Hello
I have a LXD cluster composed of 32 nodes
When I issue commands like
lxc launch blah blah
or
lxc ls
sometimes it takes like two, three minutes to finish command
if i have many nodes in a cluster, could it slow down speed?
Hello
I have a LXD cluster composed of 32 nodes
When I issue commands like
lxc launch blah blah
or
lxc ls
sometimes it takes like two, three minutes to finish command
if i have many nodes in a cluster, could it slow down speed?
Hello,
yes, the number of nodes (and much more importantly) the number of containers might affect the speed of “lxc list”. How many containers do you have?
If you wish us to take a look, you should probably enable debug logging on all nodes, invoke “lxc list”, and then send us all the logs around the time “lxc list” was run. That will help profiling where the time is spent and if there are possible improvements we can make.
Also worth trying lxc list --fast
which will cut down on API calls significantly and make it easier to figure out where time is being spent.
Time spent is very fluctuating
I’ve removed all journal logs then started test
I had 5 containers
It takes 4 ~ 5 mins to launch a new container but with cached image
Around 1 ~ 2 mins to remove it
sometimes lxc ls
gives output in 2 seconds but lxc ls --fast
returns in 7 ~ 8 seconds
next time it’s opposite…
I’ve removed all journal logs to identify what’s happening then started issuing commands
THis is what I’ve got from journalctl
-- Logs begin at Mon 2018-05-14 20:01:55 UTC, end at Mon 2018-05-14 20:11:34 UTC. --
May 14 20:06:26 node00 lxd[4776]: 2018/05/14 20:06:26 http: multiple response.WriteHeader calls
How long does it take to launch a container normally?
@freeekanayaka 4-5min to launch and 1-2min to delete definitely don’t seem normal even for a large cluster
I have 32 nodes and for master node
it had two physical NICs and 255 VLAN interfaces for DHCP and DNS
now I’ve removed 249 VLAN interfaces and left only 6 VLAN interfaces and also
removed all those DHCP settings for 249 VLAN network segments
And this time, made cluster composed of only 5 nodes including master
Now this time, it takes like 1 min to create a container,
and 20 seconds to start it.
It’s much better now but still kinda slow though this cluster is old
Could it be problem with too many network segments?
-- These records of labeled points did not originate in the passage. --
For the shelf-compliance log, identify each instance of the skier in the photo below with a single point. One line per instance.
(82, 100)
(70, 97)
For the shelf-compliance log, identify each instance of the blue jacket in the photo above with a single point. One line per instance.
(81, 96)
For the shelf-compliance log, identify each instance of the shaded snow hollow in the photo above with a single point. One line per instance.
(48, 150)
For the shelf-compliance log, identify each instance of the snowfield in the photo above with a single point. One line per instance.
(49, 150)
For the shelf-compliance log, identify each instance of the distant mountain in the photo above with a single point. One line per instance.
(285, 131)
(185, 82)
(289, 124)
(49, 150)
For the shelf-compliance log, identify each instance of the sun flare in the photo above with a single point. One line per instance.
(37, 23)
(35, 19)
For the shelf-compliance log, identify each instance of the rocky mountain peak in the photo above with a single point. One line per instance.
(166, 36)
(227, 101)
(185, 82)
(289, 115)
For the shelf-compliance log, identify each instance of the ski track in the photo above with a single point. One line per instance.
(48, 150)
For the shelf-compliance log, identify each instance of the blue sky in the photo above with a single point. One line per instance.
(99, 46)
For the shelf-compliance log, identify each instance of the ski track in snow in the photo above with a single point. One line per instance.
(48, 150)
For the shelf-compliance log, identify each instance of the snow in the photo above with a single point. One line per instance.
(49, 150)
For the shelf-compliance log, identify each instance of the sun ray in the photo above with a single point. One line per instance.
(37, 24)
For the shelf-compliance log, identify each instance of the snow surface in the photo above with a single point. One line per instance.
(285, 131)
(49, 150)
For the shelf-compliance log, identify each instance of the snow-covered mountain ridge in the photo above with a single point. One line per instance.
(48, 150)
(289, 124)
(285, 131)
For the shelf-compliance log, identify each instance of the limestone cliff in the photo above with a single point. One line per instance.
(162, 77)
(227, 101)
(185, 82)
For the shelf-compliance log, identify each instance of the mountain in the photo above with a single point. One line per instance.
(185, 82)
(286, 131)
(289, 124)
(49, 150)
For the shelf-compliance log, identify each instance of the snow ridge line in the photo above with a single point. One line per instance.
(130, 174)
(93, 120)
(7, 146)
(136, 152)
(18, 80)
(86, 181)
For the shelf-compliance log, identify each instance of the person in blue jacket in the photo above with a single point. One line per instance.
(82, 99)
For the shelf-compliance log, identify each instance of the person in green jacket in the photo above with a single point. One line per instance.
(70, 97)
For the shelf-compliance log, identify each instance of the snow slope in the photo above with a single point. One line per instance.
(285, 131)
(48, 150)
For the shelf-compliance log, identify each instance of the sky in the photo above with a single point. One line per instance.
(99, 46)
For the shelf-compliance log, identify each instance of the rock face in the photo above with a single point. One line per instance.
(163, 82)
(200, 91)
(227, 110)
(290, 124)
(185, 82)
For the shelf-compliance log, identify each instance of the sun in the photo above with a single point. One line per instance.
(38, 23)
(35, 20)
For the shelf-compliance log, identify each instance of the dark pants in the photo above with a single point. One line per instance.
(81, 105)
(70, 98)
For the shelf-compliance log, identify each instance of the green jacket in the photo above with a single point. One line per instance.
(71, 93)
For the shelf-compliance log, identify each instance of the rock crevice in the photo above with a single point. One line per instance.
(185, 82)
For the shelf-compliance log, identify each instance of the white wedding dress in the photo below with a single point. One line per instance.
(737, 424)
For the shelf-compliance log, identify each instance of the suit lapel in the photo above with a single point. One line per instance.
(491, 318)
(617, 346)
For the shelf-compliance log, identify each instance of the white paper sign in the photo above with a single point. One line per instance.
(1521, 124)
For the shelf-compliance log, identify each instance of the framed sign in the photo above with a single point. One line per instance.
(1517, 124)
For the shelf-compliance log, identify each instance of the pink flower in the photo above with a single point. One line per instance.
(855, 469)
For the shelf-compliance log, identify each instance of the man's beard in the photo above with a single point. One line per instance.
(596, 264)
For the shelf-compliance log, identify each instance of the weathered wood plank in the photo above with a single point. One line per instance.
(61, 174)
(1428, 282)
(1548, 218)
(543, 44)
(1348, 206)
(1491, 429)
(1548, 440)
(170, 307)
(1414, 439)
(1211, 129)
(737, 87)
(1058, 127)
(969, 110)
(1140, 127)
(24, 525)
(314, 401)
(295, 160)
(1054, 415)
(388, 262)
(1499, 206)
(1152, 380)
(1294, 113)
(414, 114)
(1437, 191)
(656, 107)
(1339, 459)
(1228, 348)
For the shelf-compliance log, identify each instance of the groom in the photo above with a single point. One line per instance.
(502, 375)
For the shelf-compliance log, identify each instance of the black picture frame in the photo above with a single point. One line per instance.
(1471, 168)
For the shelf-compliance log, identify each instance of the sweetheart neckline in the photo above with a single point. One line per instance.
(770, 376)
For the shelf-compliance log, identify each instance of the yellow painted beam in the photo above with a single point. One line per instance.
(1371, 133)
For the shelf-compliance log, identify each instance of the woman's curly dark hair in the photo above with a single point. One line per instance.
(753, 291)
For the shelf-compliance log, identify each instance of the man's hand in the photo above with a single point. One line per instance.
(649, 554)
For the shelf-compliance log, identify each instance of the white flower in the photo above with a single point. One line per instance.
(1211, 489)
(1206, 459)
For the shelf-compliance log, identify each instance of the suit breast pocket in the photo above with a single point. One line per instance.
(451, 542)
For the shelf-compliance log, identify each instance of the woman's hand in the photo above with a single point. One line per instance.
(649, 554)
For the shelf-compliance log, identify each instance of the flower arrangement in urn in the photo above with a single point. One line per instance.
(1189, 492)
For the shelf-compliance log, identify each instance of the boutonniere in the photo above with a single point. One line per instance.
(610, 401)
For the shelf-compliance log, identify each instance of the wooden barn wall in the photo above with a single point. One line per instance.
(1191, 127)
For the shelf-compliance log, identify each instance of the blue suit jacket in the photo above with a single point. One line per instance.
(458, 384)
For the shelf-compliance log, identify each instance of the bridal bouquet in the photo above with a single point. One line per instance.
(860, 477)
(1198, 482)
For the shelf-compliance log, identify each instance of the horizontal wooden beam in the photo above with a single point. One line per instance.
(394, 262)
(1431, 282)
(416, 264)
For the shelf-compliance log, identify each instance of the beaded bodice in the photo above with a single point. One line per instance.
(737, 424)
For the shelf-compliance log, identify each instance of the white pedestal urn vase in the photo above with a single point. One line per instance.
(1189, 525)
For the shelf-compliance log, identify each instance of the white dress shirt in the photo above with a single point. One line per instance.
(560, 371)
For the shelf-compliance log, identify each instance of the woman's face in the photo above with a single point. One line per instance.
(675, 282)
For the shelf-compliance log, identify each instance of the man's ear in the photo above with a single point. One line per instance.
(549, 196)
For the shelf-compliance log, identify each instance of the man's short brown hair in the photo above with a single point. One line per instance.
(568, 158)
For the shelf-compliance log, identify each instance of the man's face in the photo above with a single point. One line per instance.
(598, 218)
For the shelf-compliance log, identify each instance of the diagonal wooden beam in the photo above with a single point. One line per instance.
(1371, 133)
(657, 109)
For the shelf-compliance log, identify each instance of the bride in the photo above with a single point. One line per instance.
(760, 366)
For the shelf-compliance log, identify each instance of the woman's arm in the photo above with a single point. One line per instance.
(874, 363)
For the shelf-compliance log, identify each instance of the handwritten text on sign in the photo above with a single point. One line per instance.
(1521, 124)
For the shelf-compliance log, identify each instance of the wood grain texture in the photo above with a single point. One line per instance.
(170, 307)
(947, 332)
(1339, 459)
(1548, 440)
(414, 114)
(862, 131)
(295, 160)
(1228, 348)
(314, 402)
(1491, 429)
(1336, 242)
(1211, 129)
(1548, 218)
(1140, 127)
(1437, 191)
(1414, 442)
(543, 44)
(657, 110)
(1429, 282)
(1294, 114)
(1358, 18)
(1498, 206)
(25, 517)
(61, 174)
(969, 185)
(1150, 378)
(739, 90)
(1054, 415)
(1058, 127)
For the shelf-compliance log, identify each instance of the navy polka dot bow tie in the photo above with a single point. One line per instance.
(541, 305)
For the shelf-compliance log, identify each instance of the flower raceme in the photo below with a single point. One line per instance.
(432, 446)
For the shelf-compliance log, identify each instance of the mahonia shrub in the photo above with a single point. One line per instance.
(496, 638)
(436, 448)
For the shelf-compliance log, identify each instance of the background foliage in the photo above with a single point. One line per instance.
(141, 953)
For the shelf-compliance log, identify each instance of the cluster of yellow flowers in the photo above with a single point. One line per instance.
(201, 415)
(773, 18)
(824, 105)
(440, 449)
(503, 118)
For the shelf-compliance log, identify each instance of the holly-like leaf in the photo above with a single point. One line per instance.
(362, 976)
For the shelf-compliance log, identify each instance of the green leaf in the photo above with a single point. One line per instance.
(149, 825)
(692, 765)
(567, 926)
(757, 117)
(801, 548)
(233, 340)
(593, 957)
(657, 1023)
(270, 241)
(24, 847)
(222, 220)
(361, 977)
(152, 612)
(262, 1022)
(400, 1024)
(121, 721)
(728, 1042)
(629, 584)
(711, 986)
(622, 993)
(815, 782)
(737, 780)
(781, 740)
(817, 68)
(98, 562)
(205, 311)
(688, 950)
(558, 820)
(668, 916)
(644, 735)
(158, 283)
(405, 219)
or just many hosts -> became slow
Now when I issue command
lxc ls
I get
Error: disk I/O error
I’m starting some work to improve this area, see this comment to the same issue reported by another user.
It will take a bit, but I’ll follow up this post when we think we have nailed things down.
Thanks for your attention.
I have a cluster which I mentioned on this post
This cluster has reproducibility of that bug though I install LXD over and over
If you want I can give you shell access to entire cluster for inspection…
I think there’s no need for now. Once we have done more profiling, testing and fixing I’ll get back to this post so you can try again. As said, it will likely take a while, so probably next week.
Yeah I think, this should be future improvement rather than a bug
I’ve installed LXD on another cluster, composed of 11 computers with latest gen hardwares,
but still, that LXD cluster takes ~ 2 mins to launch a container with cached image,
~ 20 seconds for lxc ls
and ~ 5 seconds for lxc ls --fast
For this cluster, I could not find any suspicious logs in journal.
I’ve installed LXD cluster again to previous 32 nodes cluster
This time I’ve cleaned up previous installation of LXD with apt purge and
installed ntp for time synchronization over cluster.
Now lxc commands are much responsive than before.
Could this be related?